A distinctive feature of the disease is a slow enlargement of the spleen, or splenomegaly, this is due to the increased destruction of pathological leukocytes in it. Splenomegaly can be manifested by heaviness in the left side of the abdomen, and during a medical examination, the elastic edge of an enlarged spleen in the left hypochondrium will be palpated. Other symptoms of hairy cell leukemia – anemia and increased susceptibility to infections – develop due to the suppression of normal blood formation in the bone marrow by leukemia cells. Symptoms associated with anemia and decreased immunity are important, but are often ignored as “age-related” manifestations in these patients. Other manifestations of the disease can be symptoms associated with general intoxication during the tumor process – weight loss and loss of appetite, inexplicably increased body temperature and night sweats. All these manifestations of the patients are more likely to be attributed to the signs of their physical aging, so it is not surprising that more often they go to the doctor not immediately.

Diagnosis of Hairy Cell Leukemia

In the diagnosis of the disease, a blood test with the detection of typical “hairy cells” comes to the fore. In addition, a blood test can reveal another typical feature of this disease, which distinguishes it from other leukemias – pancytopenia (a decrease in the number of blood cells), and not an increase in them, as with other leukemias. Anemia and a decrease in immunity in these patients are associated with pancytopenia. To confirm the diagnosis, it is also possible to carry out a puncture of the bone marrow or spleen, with subsequent histological analysis of the tissue and the detection of all the same “hairy” cells.

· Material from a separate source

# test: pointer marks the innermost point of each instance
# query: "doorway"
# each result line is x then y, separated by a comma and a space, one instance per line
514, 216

Treatment of Hairy Cell Leukemia

Chemotherapy is used in the treatment of hairy cell leukemia. In some cases, splenectomy is necessary for the normalization of the cellular composition of the blood and the treatment of anemia.

In the past, splenectomy was the standard approach to the treatment of cytopenia in hairy cell leukemia, the effect of which in half of the patients lasts longer than 8 months. Analogs of purines, especially cladribine, have revolutionized the treatment of this disease. The frequency of complete remissions in the treatment with cladribine exceeds 80%, complete remission is often achieved after the first course and often lasts more than 3 years. Kladribin is extremely effective in patients who have previously received pentostatin or interferon alfa.

The question of the possibility of curing hairy cell leukemia remains open, since minimal residual disease is found even in patients with prolonged clinical remission.